Une nouvelle étape vient d’être franchie dans la réforme du secteur minier malien. Le Commissariat chargé des Activités Minières (CCAM) a tenu, ce vendredi, la première session de son Comité technique, une instance stratégique appelée à jouer un rôle majeur dans la mise en œuvre des orientations issues du nouveau Code minier et dans le renforcement de la gouvernance du secteur extractif.

La rencontre, présidée par le Commissaire chargé des Activités Minières, Hilaire Bébian Diarra, s’inscrit dans le processus d’opérationnalisation du CCAM, créé par le Code minier de 2023 afin d’améliorer la coordination, le suivi et l’évaluation des politiques publiques relatives aux ressources minières nationales.
Dans son intervention, le Commissaire a rappelé que malgré les performances enregistrées par l’industrie extractive, plusieurs défis demeurent à relever pour permettre au secteur de contribuer davantage au développement économique et social du pays.
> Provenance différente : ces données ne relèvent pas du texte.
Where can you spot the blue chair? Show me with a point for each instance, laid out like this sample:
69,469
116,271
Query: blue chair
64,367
Parmi ces défis figurent notamment l’amélioration de la gouvernance, le respect des engagements contractuels par les opérateurs, le renforcement du contenu local, la protection de l’environnement ainsi qu’une meilleure redistribution des bénéfices tirés de l’exploitation minière au profit des populations.
Selon lui, le nouveau Code minier constitue une réponse aux attentes des autorités maliennes en matière de souveraineté économique et de valorisation des ressources naturelles. Cette réforme majeure vise à accroître les retombées nationales du secteur, notamment à travers le relèvement à 35 % de la participation cumulée des intérêts publics et privés maliens dans les projets miniers, contre 20 % auparavant.
Créé comme un organe d’appui stratégique auprès du Président de la Transition, le CCAM a pour mission d’éclairer la prise de décision sur les questions liées aux activités minières, tout en veillant à la cohérence des actions publiques dans ce domaine considéré comme l’un des piliers de l’économie nationale.
Au cœur de ce dispositif, le Comité technique occupe une place essentielle. Institué par le décret du 30 décembre 2025 portant organisation et fonctionnement du Commissariat, il est chargé d’examiner les dossiers techniques et stratégiques, de favoriser la concertation entre les différentes administrations concernées et de formuler des recommandations destinées au Conseil stratégique placé sous l’autorité du Chef de l’État.
Pour Hilaire Bébian Diarra, l’efficacité des politiques minières repose avant tout sur la qualité des analyses et des recommandations produites par les experts. Il a ainsi invité les membres du Comité à faire de cette structure un véritable cadre d’anticipation, de réflexion et de proposition au service de la modernisation du secteur.
Cette première session intervient dans un contexte où les autorités maliennes affichent leur volonté de renforcer le contrôle national sur les ressources minières et d’en faire un levier de transformation économique durable. À travers les réformes engagées, l’ambition est de mieux intégrer les activités extractives aux objectifs de développement national, tout en favorisant la création d’emplois, le développement des compétences locales et l’émergence d’un tissu économique plus compétitif.
En plaçant la gouvernance, la transparence et la souveraineté économique au cœur de sa stratégie minière, le Mali entend faire du secteur extractif un moteur de croissance durable, conformément aux ambitions de la Vision Mali 2063 et de la Stratégie nationale d’émergence et de développement durable.
La tenue de cette première session du Comité technique du CCAM marque ainsi le début d’une nouvelle phase dans la gestion des ressources minières du pays, avec l’objectif affiché de faire du potentiel minier malien un véritable instrument de prospérité nationale et de développement inclusif.